Angel Hernandez is the artist on this graphic novel and it’s quite, to quote Spock….fascinating. Angel’s vision of the ship is incredible. It’s big, beautiful and majestic. (“That’s what she said…” -D.P…You know I had to!! ;)) It even escapes the confines of the panel, almost as if it’s in 3D. The crew of the Enterprise looks spot on with their current film counterparts. One of my favorite images is of the Enterprise crew finding a deceased Ganthet, all skeletal like, kneeling by the Corps ring. Even though I’ve reviewed some straight up horror books for this site, that image has to be one of the creepiest images I’ve ever seen. The space battle between the Lanterned up crew of the Enterprise and the other Lanterns are so grand scale and sweeping. It is art worthy of this very special, first ever team up of these spectacular sci-fi franchises. I’m glad that the crew of the Enterprise that got Lantern rings didn’t end up wearing Lantern costumes. Their Starfleet uniforms became emblazoned with a particular Lantern logo, and they were surrounded by an aura that matched the color of their ring. To me, this is truly the best of both worlds. The best page of this entire book for me is the splash page of Captain Kirk and Hal Jordan in the midst of a stare down standoff, with the crew of the Enterprise around them. It underscored the fact that Chris Pine would make a perfect Hal Jordan in a movie. He’s been cast as Steve Trevor though, so that wish is long gone. However, I’m glad he’s part of the DC Films family. The cover art feels like an old school movie poster. If you buy the book, you’ll get tons of variant covers. One of which looks identical to the Star Wars: The Movie poster.
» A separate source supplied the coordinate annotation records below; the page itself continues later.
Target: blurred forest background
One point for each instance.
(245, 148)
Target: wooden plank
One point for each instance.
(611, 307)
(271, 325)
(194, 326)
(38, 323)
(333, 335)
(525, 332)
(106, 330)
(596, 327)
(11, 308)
This was a fantastic crossover. If you have never read either of these comic book titles, this is a very reader friendly place to start. If you’re a fan of one of these franchises over the other, you’ll be satisfied either way. If you’re a fan of both, like me, this will be a spectacular read. A crossover between these two properties needs to happen more often. I hope both companies boldly continue to unify these to franchise at least once every couple of years. Buy this book, and live long and prosper. If you decide not to read this book, you’re missing out and I would suggest to beware Green Lanterns light!